For instance, You've painted a backdrop with Alizarin Crimson in it. You paint Aunt Becky in front of it. The pinks of her cheeks should include Alizarin Crimson so she looks like she's actually living in the setting you've given her. You've painted Uncle Dave in front of something Ultramarine Blue. Uncle Dave's 5:00 shadow, or maybe the shadows in his ears, should have some Ultramarine Blue. Or, sometimes just to keep things interesting use the exact opposite color. Your mind understands oppositions.
One of the biggest mistakes I see people making these days is treating the object of a painting separate from its surroundings so that object feels like it's floating on a page. Your object needs something to ground it. A shadow helps a lot. Reflecting colors from the ground will ground it more.
This painting is from the era when I was learning such things. When my painting teacher told me to put orange in the blue bowl, my jaw was tight with irritation. No way! Orange doesn't belong on a blue object, and you're just messing with my head! But there's nothing like a challenge, and I put orange everywhere. More orange than necessary to tell the truth, but it served as a good lesson. I loved learning from Mr. Larrabee.
Another thing about reflections is that they come hard or soft. The highlights on the purple ball in this painting are very white against the dark purple. That means it's a really shiny object.
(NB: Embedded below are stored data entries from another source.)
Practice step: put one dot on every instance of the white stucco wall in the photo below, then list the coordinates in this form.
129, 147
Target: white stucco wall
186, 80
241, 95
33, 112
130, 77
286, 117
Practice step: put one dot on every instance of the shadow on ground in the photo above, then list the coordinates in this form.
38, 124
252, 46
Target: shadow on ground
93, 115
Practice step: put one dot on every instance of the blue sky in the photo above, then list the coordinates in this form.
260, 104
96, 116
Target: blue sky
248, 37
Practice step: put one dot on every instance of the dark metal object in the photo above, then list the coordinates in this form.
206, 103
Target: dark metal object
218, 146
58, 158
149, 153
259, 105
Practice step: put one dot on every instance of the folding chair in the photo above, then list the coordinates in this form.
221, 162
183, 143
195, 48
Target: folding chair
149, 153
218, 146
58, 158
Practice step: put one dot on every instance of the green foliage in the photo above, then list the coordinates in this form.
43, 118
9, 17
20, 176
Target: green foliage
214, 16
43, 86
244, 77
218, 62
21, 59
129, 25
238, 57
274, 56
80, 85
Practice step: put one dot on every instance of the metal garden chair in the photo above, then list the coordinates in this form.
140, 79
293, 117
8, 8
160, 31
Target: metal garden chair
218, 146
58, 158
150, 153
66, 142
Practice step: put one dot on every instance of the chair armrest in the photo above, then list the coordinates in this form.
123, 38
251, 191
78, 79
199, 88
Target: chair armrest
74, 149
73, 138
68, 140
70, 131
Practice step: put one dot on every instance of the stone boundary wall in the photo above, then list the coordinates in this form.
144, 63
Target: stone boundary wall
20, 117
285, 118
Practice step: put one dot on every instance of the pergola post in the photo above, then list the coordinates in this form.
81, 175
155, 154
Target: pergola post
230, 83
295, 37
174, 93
The reflections on the ceramic pot are more subtle because the finish of the pot wasn't as shiny. The reflections on the wooden bowl are most subtle because it wasn't shiny at all.
When you do something metallic, put your darkest blacks next to your whitest whites in the front of the object. Let those oppositions get more subtle the farther away they are from the viewer. I have a lot of fun with metallic things.